Listen, she may not have gotten herself into this on purpose but emotions are very strong when an infatuation happens. You do have to set some boundaries and be strong enough to follow through with them or she'll fall further into this.

It may be too late already. Very sorry about this situation because she may be a good woman who is vulnerable. That does not change the fact that you have to stop it any way possible. Tough love or whatever it takes but you have to stop it.


----------



## aug

Honest people cheat too. They are just better and more subtle at it.


----------



## aug

Lost-Husband said:


> I know she loves me, I also know she is 100% committed to her recovery. She said for so long she tried to do everything for everyone else and now she needs to focus on herself. We went on talking and crying (welling up), but *she did say that she is rediscovering the “new me” different from before, and she wants to let the “new me” grow and it is about her and what she wants. She says she needs this for her recovery. But she also said she doesn’t know where it will take her.* She is lving day by day and can’t look into the future. And she will put her recovery above everything else (I read between the lines and took this to mean, including our marriage). She said we are togther today, we love each other, *lets just take it from there, one day at a time. She also said that she doesn’t have a lot to give right now as her recovery is taking a lot of her time and she doesn’t have a big reservoir to pull from.* The funny part is I feel I’m getting much more time with her and we’re connecting at a much deeper and intimate level.



The bold is where it is at. She gave you an exit fvck. Now she's going to explore the new her. 

For now, the new her does not include you. Or, so it seems.


----------



## Lost-Husband

wow, i need to process this....


----------



## aug

You may want to consider putting a gps or tracker on her cell so that you know where she is.

You may want to also hire a PI in Florida to get your answer, if you can afford it.


----------



## tacoma

Lost-Husband said:


> wow, i need to process this....


At the very least you need eyes on her when she goes on this trip


----------



## Shaggy

So this new amount of sex your getting, that's her being worked up by her new relationship with him.

Explain hw someone who is so empty of love etc to give right now is able to get so sexual?

She basically told you that she isn't making any commitment to you going forward. That she will do what she wants to do etc. and that you should be greateful for any crumbs she throws you.

Meanwhile you have her and the OM making plans together.

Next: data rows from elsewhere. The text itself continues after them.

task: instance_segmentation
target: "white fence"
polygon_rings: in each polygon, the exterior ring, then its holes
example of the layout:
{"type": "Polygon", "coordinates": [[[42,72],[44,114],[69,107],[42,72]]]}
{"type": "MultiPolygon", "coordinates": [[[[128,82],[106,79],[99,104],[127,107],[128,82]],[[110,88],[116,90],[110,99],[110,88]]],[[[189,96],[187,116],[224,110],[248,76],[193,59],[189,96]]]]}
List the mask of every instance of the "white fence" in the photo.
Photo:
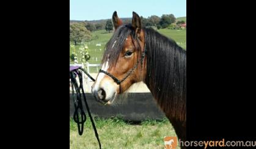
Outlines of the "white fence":
{"type": "MultiPolygon", "coordinates": [[[[70,66],[79,66],[81,67],[82,68],[84,68],[84,65],[82,64],[70,64],[70,66]]],[[[91,67],[96,67],[97,68],[97,73],[98,73],[98,71],[100,68],[101,67],[101,64],[87,64],[87,71],[88,73],[91,74],[90,73],[90,68],[91,67]]],[[[86,92],[88,93],[90,92],[91,90],[91,85],[92,84],[92,80],[91,80],[86,74],[85,74],[84,73],[82,74],[82,86],[84,87],[84,89],[85,89],[86,92]]],[[[96,79],[96,78],[94,78],[96,79]]],[[[79,80],[78,80],[78,82],[79,82],[79,80]]],[[[71,88],[70,87],[70,90],[71,90],[71,88]]]]}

Give trust where it is earned. Blindly trusting doesnt make you're wishes come true.

I thought AA programs had people work with a sponsor, but sort of frowned on people hooking up after meeting there. The reason is that after going through sessions together such people can latch into one another due to the shared experience, but neither person is stable enough to make good decisions and they can quickly unravel one another's progress.

So her continuing relationships with other rehab people is not a good idea, but it really sounds like it is with him.

If she goes alone. You will be cheated on. Even if she doesn't gi down their intending to hook up,mclearly the OM is making plans.


----------



## SprucHub

Lost - H, I am not a conspiracy theorist or convinced people are always cheating, but your W's responses should give you lots to think about. She is putting her recovery (read:herself first). She doesn't know what the future holds for your relationship? She is asking you to stick with her and support her without a promise to be there for you/with you?

I agree to give her space, but not without some verification. How long is she going for? Is she staying at her cousin's? Has she ever visited this cousin before?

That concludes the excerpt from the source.